Goll recalls a fire aboard a fishing vessel in which he assisted with the rescue. The boat had no fire alarm, no bilge alarm, only one escape route, one life raft, and no buoyancy aid.
“For me, that is a typical example of where we have missed the target in systematic safety work at sea,” Goll says.
On the Sea Rescue Society’s own boats, safety systems are as fundamental as the hull itself, built to endure the kind of weather that sends most back to harbour.
Consilium, a world leader in intelligent safety technology, has provided smoke and fire detectors for the Sea Rescue Society’s boats for many years. Goll notes these devices have been part of the fleet since he started.
“They are a trusted partner,” he says. “If something is wrong, they fix it. And the products are of good quality.”
This is important because the environment is harsh. The Sea Rescue Society’s boats are built to withstand up to 6.5 g, a force Goll compares to flying a fighter jet.
“We place high demands on equipment staying in place and lasting over time,” he says. “The boats often operate in harsh conditions and face significant external stress.”
When designing new rescue boats, the Sea Rescue Society made a rule: any equipment that couldn’t integrate into the existing control and monitoring system was excluded.

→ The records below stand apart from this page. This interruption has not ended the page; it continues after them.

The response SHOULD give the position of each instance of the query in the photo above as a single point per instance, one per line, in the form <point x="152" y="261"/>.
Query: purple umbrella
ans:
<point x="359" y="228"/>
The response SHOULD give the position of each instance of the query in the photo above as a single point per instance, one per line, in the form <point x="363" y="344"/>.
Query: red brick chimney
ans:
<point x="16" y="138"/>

Consilium’s fire detectors connect directly to the boat’s main control system, sparing the crew from juggling extra panels or alarm indicators.
Goll sees this as part of a bigger change in fire safety. Older systems only gave a detector number, so crews had to search for the source. Newer systems show exactly where smoke or heat is and how the situation is developing.

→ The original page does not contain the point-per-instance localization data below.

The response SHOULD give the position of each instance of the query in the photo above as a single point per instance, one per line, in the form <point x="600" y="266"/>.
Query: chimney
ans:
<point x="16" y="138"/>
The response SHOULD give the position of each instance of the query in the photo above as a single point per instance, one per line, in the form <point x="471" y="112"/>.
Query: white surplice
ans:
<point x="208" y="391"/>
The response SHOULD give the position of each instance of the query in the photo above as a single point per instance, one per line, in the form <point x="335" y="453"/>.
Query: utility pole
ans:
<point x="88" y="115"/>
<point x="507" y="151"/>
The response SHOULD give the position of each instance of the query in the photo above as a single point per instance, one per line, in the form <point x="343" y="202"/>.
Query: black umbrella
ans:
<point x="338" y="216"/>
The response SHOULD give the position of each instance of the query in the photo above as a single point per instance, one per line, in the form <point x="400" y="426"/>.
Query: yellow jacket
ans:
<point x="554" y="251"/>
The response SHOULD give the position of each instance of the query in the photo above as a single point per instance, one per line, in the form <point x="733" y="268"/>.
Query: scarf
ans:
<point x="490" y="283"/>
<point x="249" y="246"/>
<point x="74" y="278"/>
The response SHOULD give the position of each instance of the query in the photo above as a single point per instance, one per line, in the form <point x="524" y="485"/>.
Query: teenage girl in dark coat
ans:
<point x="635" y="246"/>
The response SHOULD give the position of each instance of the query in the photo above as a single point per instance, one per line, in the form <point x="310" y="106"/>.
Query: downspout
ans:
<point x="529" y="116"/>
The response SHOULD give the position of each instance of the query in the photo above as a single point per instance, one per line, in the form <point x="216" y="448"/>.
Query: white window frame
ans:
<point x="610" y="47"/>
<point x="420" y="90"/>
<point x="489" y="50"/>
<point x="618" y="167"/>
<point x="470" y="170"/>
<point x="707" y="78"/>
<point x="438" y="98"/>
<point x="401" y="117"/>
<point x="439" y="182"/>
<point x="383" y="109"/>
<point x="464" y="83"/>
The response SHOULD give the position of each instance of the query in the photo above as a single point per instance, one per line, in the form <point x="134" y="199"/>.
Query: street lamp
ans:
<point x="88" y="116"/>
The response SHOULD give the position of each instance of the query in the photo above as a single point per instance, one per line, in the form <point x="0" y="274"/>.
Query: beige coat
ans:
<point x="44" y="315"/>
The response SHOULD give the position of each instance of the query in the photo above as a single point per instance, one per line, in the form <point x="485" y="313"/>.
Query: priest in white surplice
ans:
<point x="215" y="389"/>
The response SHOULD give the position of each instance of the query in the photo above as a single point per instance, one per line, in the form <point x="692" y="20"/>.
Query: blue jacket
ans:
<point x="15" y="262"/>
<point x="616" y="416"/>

On the Sea Rescue Society’s boats, the principle has been taken even further. The alarms no longer just beep. They speak.
“It might say: fire in the engine room,” Goll says. “That matters when you are bouncing around in a rescue boat. You should not have to hear a beep, look at a display, read it and start investigating. A voice tells you what is wrong.”
Goll circles back to the organisation’s local roots. Each rescue station has its own leaders, but the driving force is always the same: people want to help in the places they call home.
“What keeps it going is people’s care for their local community. Volunteers want their neighbours, friends, and visitors to be safe,” he says.
When he moved to Kalmar to train as a master mariner, he joined the local station. Volunteering made new friendships, connections, and a strong sense of belonging.
For Goll, this is the heart of the organisation’s success: rescue stations do not just serve their communities, they help build them.
“Teenagers work alongside volunteers in their seventies, from diverse backgrounds and professions. You quickly become part of the local community,” he says.
Entry requirements are straightforward: you must be able to swim 200 metres and be fit enough for the work.
After that, training, drills and team spirit carry much of the load. The work is technical, but it is also deeply personal. Volunteers leave dinners, family plans and quiet evenings at home because someone else’s day has suddenly taken a turn.
This, in turn, shapes how Sea Rescue Society talks about onboard safety. Rather than lecturing people, they rely on storytelling people sharing in their own words.
“The lesson travels within the tale. When people talk openly about their own incidents, the impact is different. You are not standing there pointing fingers,” he says.
The pointed finger, he admits, still has its place.
“Perhaps that is a habit I carry from my years as a master mariner,” he says, chuckling. “Sometimes I think people benefit from being told clearly. Then they sharpen up a bit.”
Apart from wearing a life jacket, his strongest advice is to make sure you can alert someone yourself, so that someone will always come.
“There are many ways to do that: a mobile phone, a VHF radio, a PLB (Personal locator beacon) or a small satellite messenger. The exact device matters less than the basic idea,” he says.
“Just promise me you’ve got at least one button you can press when things start going wrong.”